Los ladrones se aprietan en cuevas y sinecuras, se clasifican en colas y canales, le deben dinero a la grieta que cruza su pared.
Los ladrones confían en la nube de moscas que sobrevuela su corazón y el de los demás. Tienen oficinas emboscadas en los movimientos del corazón
Los ladrones piensan que se merecen una yema clasificada sobre sus espejos espolvoreados de raticida e ibuprofeno. Se venden paraguas rendidos a la sequía, necesitan zahoríes para los túneles del descanso.

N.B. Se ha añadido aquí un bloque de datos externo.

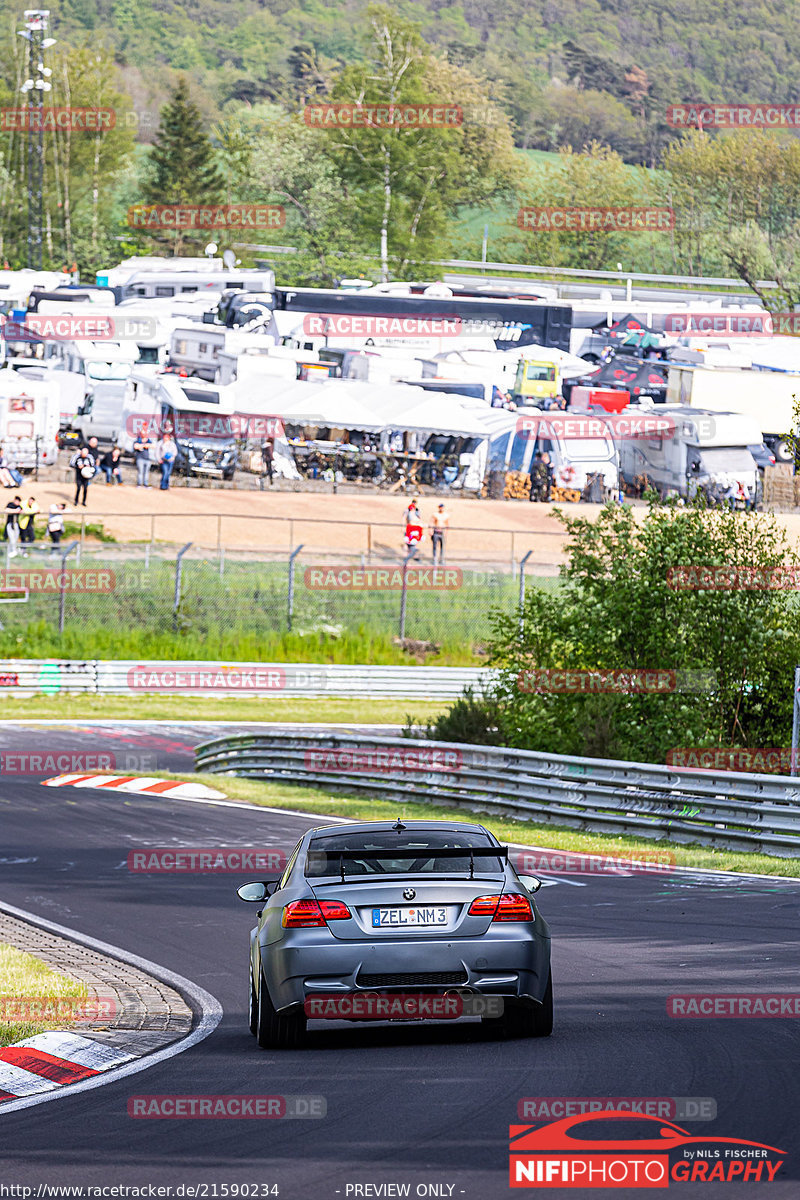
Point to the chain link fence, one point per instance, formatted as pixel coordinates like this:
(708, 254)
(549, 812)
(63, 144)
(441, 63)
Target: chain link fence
(86, 600)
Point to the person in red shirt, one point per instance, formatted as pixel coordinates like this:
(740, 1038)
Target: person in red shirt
(413, 526)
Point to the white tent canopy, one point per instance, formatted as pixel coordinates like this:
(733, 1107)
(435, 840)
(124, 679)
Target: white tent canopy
(352, 405)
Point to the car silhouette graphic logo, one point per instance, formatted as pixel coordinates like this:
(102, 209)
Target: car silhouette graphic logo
(571, 1153)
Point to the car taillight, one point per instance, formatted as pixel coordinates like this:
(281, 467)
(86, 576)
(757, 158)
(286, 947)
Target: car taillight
(313, 915)
(509, 906)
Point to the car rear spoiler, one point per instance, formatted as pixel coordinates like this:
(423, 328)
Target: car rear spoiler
(411, 852)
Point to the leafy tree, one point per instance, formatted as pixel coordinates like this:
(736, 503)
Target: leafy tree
(182, 165)
(82, 167)
(597, 178)
(617, 611)
(289, 165)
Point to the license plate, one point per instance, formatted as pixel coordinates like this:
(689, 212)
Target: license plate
(405, 917)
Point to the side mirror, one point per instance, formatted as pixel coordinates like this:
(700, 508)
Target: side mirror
(530, 882)
(254, 893)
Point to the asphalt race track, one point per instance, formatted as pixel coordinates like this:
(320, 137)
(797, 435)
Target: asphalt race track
(407, 1104)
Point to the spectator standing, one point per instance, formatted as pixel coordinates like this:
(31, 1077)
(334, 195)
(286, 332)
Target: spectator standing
(142, 456)
(8, 475)
(25, 521)
(13, 508)
(439, 527)
(413, 526)
(83, 463)
(168, 455)
(94, 450)
(55, 525)
(112, 466)
(547, 479)
(268, 455)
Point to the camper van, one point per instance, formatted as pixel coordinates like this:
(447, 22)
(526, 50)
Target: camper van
(101, 413)
(197, 413)
(196, 351)
(152, 277)
(71, 385)
(702, 451)
(17, 286)
(579, 447)
(29, 420)
(769, 397)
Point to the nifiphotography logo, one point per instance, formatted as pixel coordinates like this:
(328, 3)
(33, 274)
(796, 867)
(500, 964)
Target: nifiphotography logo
(582, 1152)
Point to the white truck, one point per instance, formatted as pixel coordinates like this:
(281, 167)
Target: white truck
(765, 396)
(196, 412)
(579, 447)
(29, 420)
(699, 451)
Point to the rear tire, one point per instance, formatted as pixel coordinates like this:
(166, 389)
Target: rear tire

Los ladrones tienen diez ojales para un botón, un martillo para las lágrimas, comparten una melancolía de los packs de tres y veneran el sagrado rito del envoltorio.
Los ladrones esgrimen los índices que los señalan muertos, el mal que habita como súcubo para versificar la espuma. Y marchan con pátina degozantes y con el hinchado espíritu como piedras amarradas a los pies.
Los ladrones se deshojan en pétalos de plomo y, en sus pulmones, la ceniza gana su patria como la tos es su himno de humo.
Los ladrones liban, como el colibrí de todos los supermercados, en la flor de la cartilla. Adquieren el decapitado pájaro en jaula de sangre, el manso monarca del corazón.
Los ladrones se derrumban en sus autointerrogatorios y se denuncian entre ellos por la quemadura de la plancha en el ala del pájaro de plástico.
Los ladrones se mueren de pena en las mesas del banquete y cantan las tristes canciones del arado siendo animales de tiro en la sien.